And those who have such a fraction as their attention spans. And the ability to stick to a point. (And allow a lack of need for constant one-minute clarifications, and the looks of cross-armed horror while correcting the misstatements, and shock during the frequent (dozens? hundreds?) of way-out-of-whack interruptions. Alleged animal butchering and eating by immigrants of our prized pets? Do such topics seem presidential? Tripling or quadrupling of gas prices here? Huh? Even locally, her alleged legal bailing out of jail of Minneapolis marching and torch-wielding thugs? Again huh, huh. And the best economy basically ever? Pluuuleeze.)
And how Harris of one singular dress sticks it to Trump with heels of five vs. three inchs. It all spikes at 8 p.m. CST.
(The following written as I watch this. Are we talking about a years-back return to the need of phones ringing for prez-government-psych doctors, and government-sponsored and door-to-door, Thorlike-warrior police for other non-white origins of immigrants as I make a pun, and opponents? Trump doesn’t deny these and so many other evils.
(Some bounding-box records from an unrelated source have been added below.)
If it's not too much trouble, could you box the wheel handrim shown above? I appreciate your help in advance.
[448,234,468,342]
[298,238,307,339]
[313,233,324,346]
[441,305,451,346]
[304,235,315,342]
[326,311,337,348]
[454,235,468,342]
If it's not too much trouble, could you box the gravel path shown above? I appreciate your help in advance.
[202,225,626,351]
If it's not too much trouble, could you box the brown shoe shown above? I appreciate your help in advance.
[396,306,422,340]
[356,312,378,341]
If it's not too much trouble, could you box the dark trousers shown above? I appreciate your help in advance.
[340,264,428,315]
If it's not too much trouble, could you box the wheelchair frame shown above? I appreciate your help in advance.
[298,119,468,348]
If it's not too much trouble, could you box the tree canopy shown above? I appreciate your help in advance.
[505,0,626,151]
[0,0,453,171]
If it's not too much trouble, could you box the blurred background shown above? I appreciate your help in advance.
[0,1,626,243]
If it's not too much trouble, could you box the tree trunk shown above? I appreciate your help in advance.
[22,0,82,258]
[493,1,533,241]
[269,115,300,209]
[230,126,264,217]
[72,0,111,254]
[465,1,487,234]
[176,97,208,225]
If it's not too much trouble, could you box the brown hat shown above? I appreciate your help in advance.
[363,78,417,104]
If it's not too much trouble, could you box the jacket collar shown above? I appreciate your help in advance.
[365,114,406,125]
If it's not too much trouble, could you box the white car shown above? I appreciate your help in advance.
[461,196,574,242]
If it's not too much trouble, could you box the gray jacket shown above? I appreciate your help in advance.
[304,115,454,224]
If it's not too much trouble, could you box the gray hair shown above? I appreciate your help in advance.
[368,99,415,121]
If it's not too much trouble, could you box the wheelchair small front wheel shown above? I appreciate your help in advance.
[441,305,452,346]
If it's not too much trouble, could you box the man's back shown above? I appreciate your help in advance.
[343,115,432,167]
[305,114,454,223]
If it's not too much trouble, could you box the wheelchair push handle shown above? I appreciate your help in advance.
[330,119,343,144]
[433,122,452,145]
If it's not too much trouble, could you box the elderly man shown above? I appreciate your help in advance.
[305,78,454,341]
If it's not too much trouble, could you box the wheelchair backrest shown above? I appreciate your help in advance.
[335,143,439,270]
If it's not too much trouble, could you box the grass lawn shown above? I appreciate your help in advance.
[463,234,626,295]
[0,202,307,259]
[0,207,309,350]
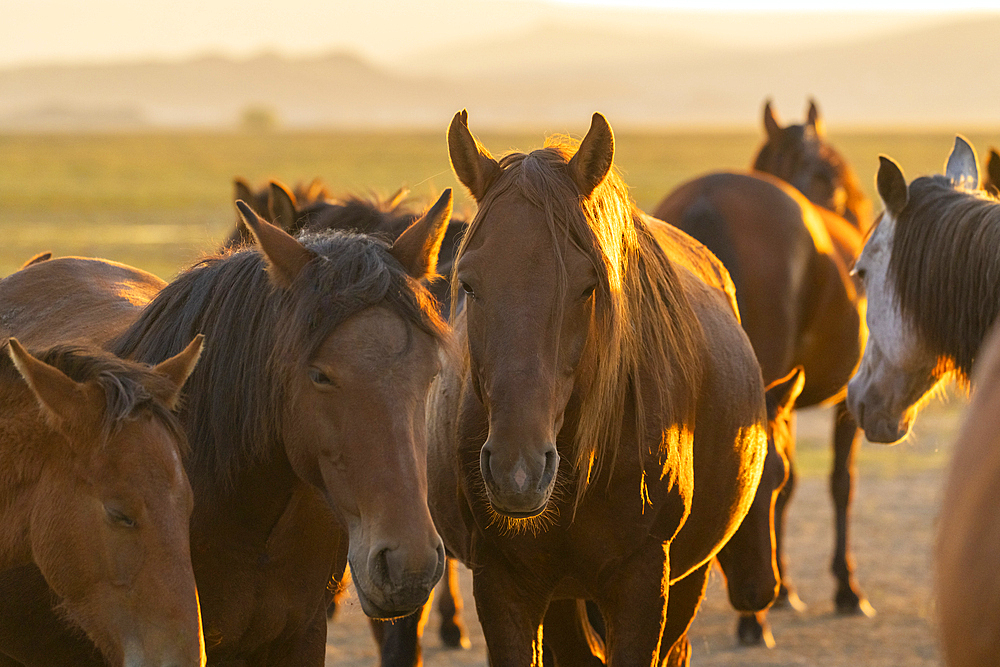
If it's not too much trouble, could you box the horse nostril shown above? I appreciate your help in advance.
[538,447,559,490]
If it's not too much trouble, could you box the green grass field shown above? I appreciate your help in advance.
[0,129,1000,279]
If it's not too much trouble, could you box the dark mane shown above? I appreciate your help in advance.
[299,196,417,239]
[0,341,187,447]
[113,232,445,489]
[889,176,1000,379]
[753,125,871,231]
[452,137,701,501]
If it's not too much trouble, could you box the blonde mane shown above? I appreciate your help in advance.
[452,136,702,503]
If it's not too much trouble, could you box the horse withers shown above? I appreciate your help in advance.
[847,136,1000,443]
[0,336,205,667]
[428,112,766,667]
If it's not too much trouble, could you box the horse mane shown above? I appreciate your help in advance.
[299,195,418,239]
[113,232,446,491]
[0,340,187,448]
[452,136,701,503]
[889,176,1000,382]
[753,125,872,232]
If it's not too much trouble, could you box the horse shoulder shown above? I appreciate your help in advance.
[935,327,1000,666]
[0,257,166,347]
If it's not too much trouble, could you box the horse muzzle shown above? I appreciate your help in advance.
[479,440,559,519]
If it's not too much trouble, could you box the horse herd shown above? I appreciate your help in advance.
[0,104,1000,667]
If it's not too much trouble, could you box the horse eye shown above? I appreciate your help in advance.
[104,505,135,528]
[309,368,333,387]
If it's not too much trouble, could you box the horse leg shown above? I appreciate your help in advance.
[736,609,774,648]
[830,401,875,616]
[660,561,712,667]
[369,592,434,667]
[772,412,806,611]
[542,600,604,667]
[597,543,670,665]
[472,564,551,667]
[438,557,472,648]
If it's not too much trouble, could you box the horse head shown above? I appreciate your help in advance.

Just bitches about them and rambles endlessly, and it’s getting worse, when Harris often sighs noticeably but doesn’t devest him. Tit for tat and she could even have been much, much harsher. She can’t shut him up, or can the moderator, and have him actually debate. Will we have to at some point physically muzzle him?)
Grade: Stick on topic and not have the volume of verbage set at a 70/30 percent ratio. Everyone sees it different ways. I see a more and more unhinged but sometimes maybe even purposeful maniac. Oddly, Trump’s ramblings did not seem to go on the attack about the economy. Key observation?